Unabhängig davon, ob die zum Zwecke des Darlehensvertragsabschlusses
ausgefüllten Darlehensantrags- und Selbstauskunftsformulare von der Vvvbank zur
Verfügung gestellt oder vom AWD gefertigt worden sind, ist der Darlehensvertrag auf
Basis dieser Formulare zustande gekommen, sodass sich die Vvvbank der Unterlagen
und damit des Herrn G2 bedient hat. Verstärkend kommt hinzu, dass der
Darlehensvertrag zu den beantragten Konditionen zustande gekommen ist. Die
Mitwirkung des Herrn G2 am Darlehensvertrag wird ferner dadurch belegt, dass auch
Herr G2 den Darlehensantrag unterzeichnet hat. Die erforderlichen Daten zur
Darlehensvergabe wie die Eigenkapitalausstattung, den Verdienst, die Sicherheiten etc.
hat ebenfalls Herr G2 eingeholt. Selbst wenn die Vvvbank die spätere
Kreditentscheidung anhand der (von Herrn G2 eingeholten) Selbstauskunft geprüft hat,
bliebe der Mitwirkungsbeitrag des Herrn G2 erhalten. Zu berücksichtigen sind
vorliegend überdies die konkreten wechselseitigen Hinweise und Bezugnahmen in den
Vertragsunterlagen sowie die Zweckbindung der Darlehensvaluta bzw. der Ausschluss
des Verbrauchers von der freien Verfügbarkeit (vgl. Palandt/Grüneberg, 69. Auflage
2010, § 358 BGB Rn.12 m.w.N.).
67
4
68
Von den sich aus den vorstehenden Erwägungen ergebenden Zahlungsansprüchen in
Höhe von 12.185,08 € und 7.500,00 € (insgesamt 19.685,08 €) sind Steuervorteile in
Höhe von insgesamt 4.944,00 € abzuziehen. Damit reduziert sich der
Zahlungsanspruch auf 14.741,08 €.
69
Unverfallbare und nicht anderweitig erzielbare Steuervorteile muss sich der Anleger
anrechnen lassen, es sei denn er muss die Schadensersatzleistung versteuern.

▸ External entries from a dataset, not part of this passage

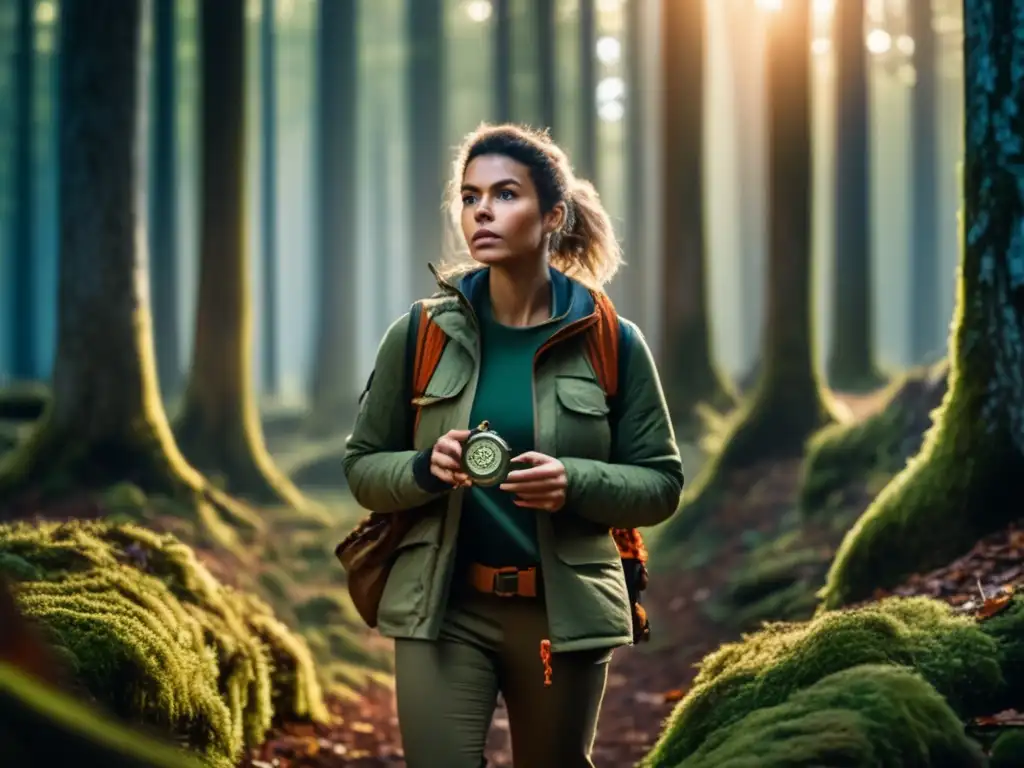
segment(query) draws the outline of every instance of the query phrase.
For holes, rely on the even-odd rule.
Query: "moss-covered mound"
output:
[[[1020,768],[1024,765],[1024,728],[1006,731],[992,745],[989,768]]]
[[[673,768],[981,768],[985,757],[939,693],[902,667],[862,664],[712,733]]]
[[[946,362],[908,374],[889,388],[877,413],[817,432],[807,444],[800,509],[817,512],[855,483],[899,472],[921,448],[932,412],[946,394],[948,375]]]
[[[0,663],[4,765],[201,768],[170,745],[101,717],[81,702]]]
[[[862,664],[914,669],[961,718],[999,711],[1012,702],[1007,682],[1024,679],[1014,677],[1024,641],[1013,633],[1022,621],[1020,598],[985,623],[936,600],[890,598],[807,623],[766,625],[704,659],[647,764],[677,766],[719,729]]]
[[[305,643],[171,535],[2,526],[0,567],[91,696],[214,763],[231,764],[274,718],[326,717]]]

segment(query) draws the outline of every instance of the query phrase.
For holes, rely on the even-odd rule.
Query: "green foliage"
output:
[[[1020,768],[1024,765],[1024,728],[1014,728],[999,735],[992,745],[989,768]]]
[[[701,663],[688,695],[652,751],[651,768],[676,766],[711,734],[786,702],[823,678],[862,664],[913,668],[960,716],[1006,696],[995,637],[927,598],[893,598],[801,623],[769,624]]]
[[[38,570],[17,585],[19,607],[119,717],[225,764],[262,740],[272,715],[326,717],[301,639],[265,603],[221,585],[173,536],[22,523],[0,527],[0,557]]]
[[[664,768],[974,768],[980,747],[942,696],[910,670],[862,664],[720,728]]]
[[[0,663],[4,765],[200,768],[181,750],[125,728],[93,708]]]

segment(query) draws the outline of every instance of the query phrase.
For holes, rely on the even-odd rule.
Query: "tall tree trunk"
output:
[[[0,463],[0,495],[130,482],[257,521],[182,458],[160,402],[142,225],[140,0],[64,0],[53,399]],[[142,91],[144,93],[144,91]],[[203,516],[204,519],[208,519]]]
[[[726,39],[733,65],[734,142],[741,277],[739,327],[741,355],[746,363],[738,384],[747,391],[756,383],[760,367],[760,337],[764,322],[765,216],[764,216],[764,30],[761,19],[752,17],[748,0],[730,0],[726,6],[729,25]]]
[[[830,607],[929,570],[1020,516],[1024,492],[1024,0],[964,3],[964,217],[949,393],[920,454],[847,534]]]
[[[427,269],[444,252],[445,45],[444,1],[406,0],[406,124],[409,153],[409,217],[412,222],[411,287],[429,296],[437,283]]]
[[[11,368],[14,378],[38,375],[32,297],[35,295],[35,3],[18,0],[14,54],[14,211],[11,243]]]
[[[263,0],[260,16],[260,264],[263,267],[263,394],[277,394],[277,41],[274,0]]]
[[[494,119],[512,120],[512,0],[494,0]]]
[[[310,426],[348,427],[356,402],[356,134],[358,0],[320,3],[317,45],[317,314]],[[383,172],[383,169],[376,169]],[[430,207],[430,206],[427,206]],[[378,252],[380,255],[380,252]]]
[[[557,134],[558,68],[555,63],[555,0],[533,0],[537,36],[537,95],[540,123],[554,137]]]
[[[943,352],[939,291],[938,92],[935,30],[931,0],[910,0],[910,35],[914,40],[917,81],[910,94],[910,359],[924,363]]]
[[[177,99],[175,97],[175,1],[155,0],[153,6],[153,150],[149,198],[149,252],[152,265],[153,335],[156,368],[165,400],[182,384],[178,352],[178,205]]]
[[[629,4],[639,5],[637,0],[629,0]],[[580,135],[579,152],[574,159],[576,172],[582,178],[593,182],[597,179],[597,13],[594,9],[594,0],[579,0],[578,35]],[[630,55],[628,50],[626,55]],[[627,87],[627,97],[630,93]]]
[[[597,155],[597,110],[594,108],[595,94],[597,90],[596,73],[594,66],[595,40],[594,33],[594,0],[587,0],[589,9],[587,14],[589,20],[586,22],[590,27],[590,37],[586,44],[589,46],[587,54],[580,52],[580,90],[583,94],[584,112],[587,115],[591,135],[588,137],[588,152],[592,153],[596,161]],[[644,210],[647,207],[647,174],[644,163],[644,25],[643,25],[644,3],[641,0],[626,0],[625,3],[625,75],[626,75],[626,221],[624,240],[624,259],[627,269],[632,273],[629,279],[629,298],[633,307],[631,311],[639,312],[640,308],[647,302],[647,290],[644,280],[646,274],[645,262],[648,261],[643,252],[644,247]],[[580,27],[582,29],[583,8],[580,7]],[[580,33],[580,46],[584,42]],[[584,83],[582,77],[583,59],[586,59],[587,80]],[[596,163],[595,163],[596,164]],[[596,169],[595,169],[596,171]],[[647,266],[647,269],[650,267]]]
[[[305,506],[274,466],[252,382],[245,190],[245,0],[200,5],[202,164],[199,296],[178,444],[232,493]]]
[[[704,226],[704,0],[662,4],[663,367],[672,416],[732,397],[711,359]]]
[[[871,306],[871,216],[868,169],[868,62],[864,0],[843,0],[834,15],[836,41],[836,240],[832,280],[833,386],[869,389],[875,369]]]

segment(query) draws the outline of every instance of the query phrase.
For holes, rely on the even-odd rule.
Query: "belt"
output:
[[[499,597],[536,597],[537,569],[491,568],[472,563],[469,566],[469,583],[477,592]]]

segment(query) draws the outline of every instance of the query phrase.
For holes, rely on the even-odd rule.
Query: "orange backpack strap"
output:
[[[423,306],[422,302],[416,302],[410,310],[410,334],[415,332],[416,340],[412,354],[412,370],[409,378],[412,382],[409,404],[415,409],[416,416],[413,421],[413,436],[416,434],[416,427],[420,423],[420,408],[416,404],[418,398],[423,397],[427,391],[427,385],[437,370],[437,364],[441,362],[441,355],[444,346],[448,342],[448,336],[435,323],[430,313]]]
[[[587,332],[587,355],[607,397],[619,393],[619,313],[604,293],[594,292],[597,322]]]

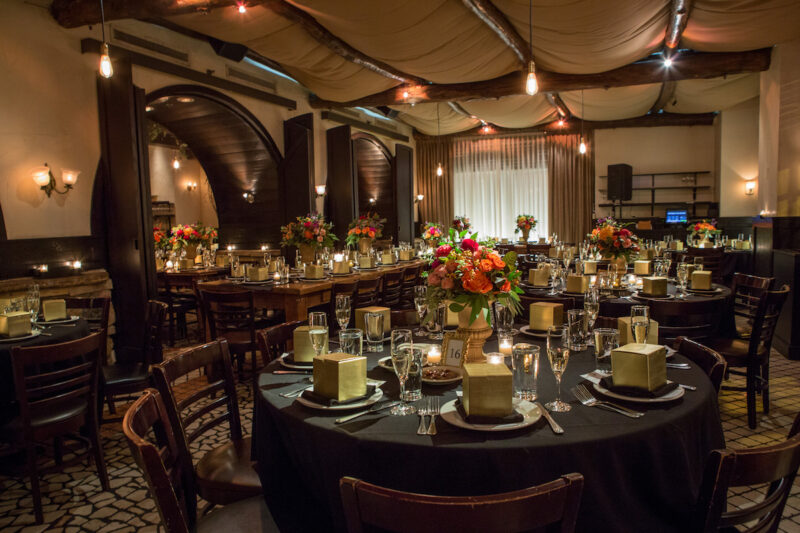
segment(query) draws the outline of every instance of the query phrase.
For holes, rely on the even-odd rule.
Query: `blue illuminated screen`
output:
[[[679,222],[686,222],[686,210],[667,210],[667,224],[677,224]]]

(Palandt/Gründeberg, 69. Auflage 2010, § 358 BGB Rn. 21). Dafür ist bei dem Ggg
Fonds76, einem geschlossenen Immobilienfonds, nichts ersichtlich.
70
5
71
Die geltend gemachte Zinsansprüche folgen aus §§ 357 Abs. 1, 346 Abs. 1 BGB. Das
Gericht schätzt gem. § 287 ZPO, dass die Beklagte als Bank aus dem Kapital
Nutzungen in Höhe der Verzugszinsen gezogen hat. Seit dem 25.09.2009 folgt der
Zinsanspruch zudem aus §§ 286, 288 Abs. 1 Satz 1 BGB. Die Kläger haben die
Beklagte mit Schreiben vom 14.9.2009 zur Zahlung unter Fristsetzung bis zum
14.9.2009 angemahnt.
72
II
73
Die Kläger haben mit Blick auf die Zwangsvollstreckung ein rechtliches Interesse an der
Feststellung des Annahmeverzuges. Die Beklagte befindet sich im Annahmeverzug
gemäß § 293 BGB, da die Kläger die Übertragung sämtlicher Rechte aus der
Beteiligung in ordnungsgemäßer Weise bereits am 31.8.2008 angeboten haben. Mit
Schreiben vom 14.9.2009 wiederholten sie dieses Angebot.
74
III
75
Es war festzustellen, dass der Beklagten aus dem Darlehen Nummer …..keine Rechte
und Ansprüche mehr gegen die Kläger zustehen. An dieser Feststellung haben die
Kläger ein rechtliches Interesse, da Zins– und Tilgungsleistungen auf das Darlehen
vertragsgemäß noch für die Zeit vom 30.6.2010 bis zum 30.6.2018 zu leisten wären.
76
IV
77
Die Kostenentscheidung folgt aus § 92 Absatz 1 Satz 1, 2. Alt., 101 Abs. 1 ZPO. Die
Entscheidung über die vorläufige Vollstreckbarkeit beruht für die Kläger auf § 709 ZPO
und für die Beklagte auf §§ 708 Nr. 11, 711, 709 Satz 2 ZPO.
78
Der Streitwert wird auf 36.342 € festgesetzt. Der Streitwert des Klageantrags zu 1 beträgt
19.685,08 €. Die mit dem Klageantrag zu 2 begehrte Feststellung des Annahmeverzugs
wirkt sich nicht streitwerterhöhend aus. Der Antrag zu 3 hat als negative
Feststellungsklage einen Streitwert von 16.657 €, was 80 % des Darlehensrestbetrages
bei Endfälligkeit (20.281,71 €) entspricht.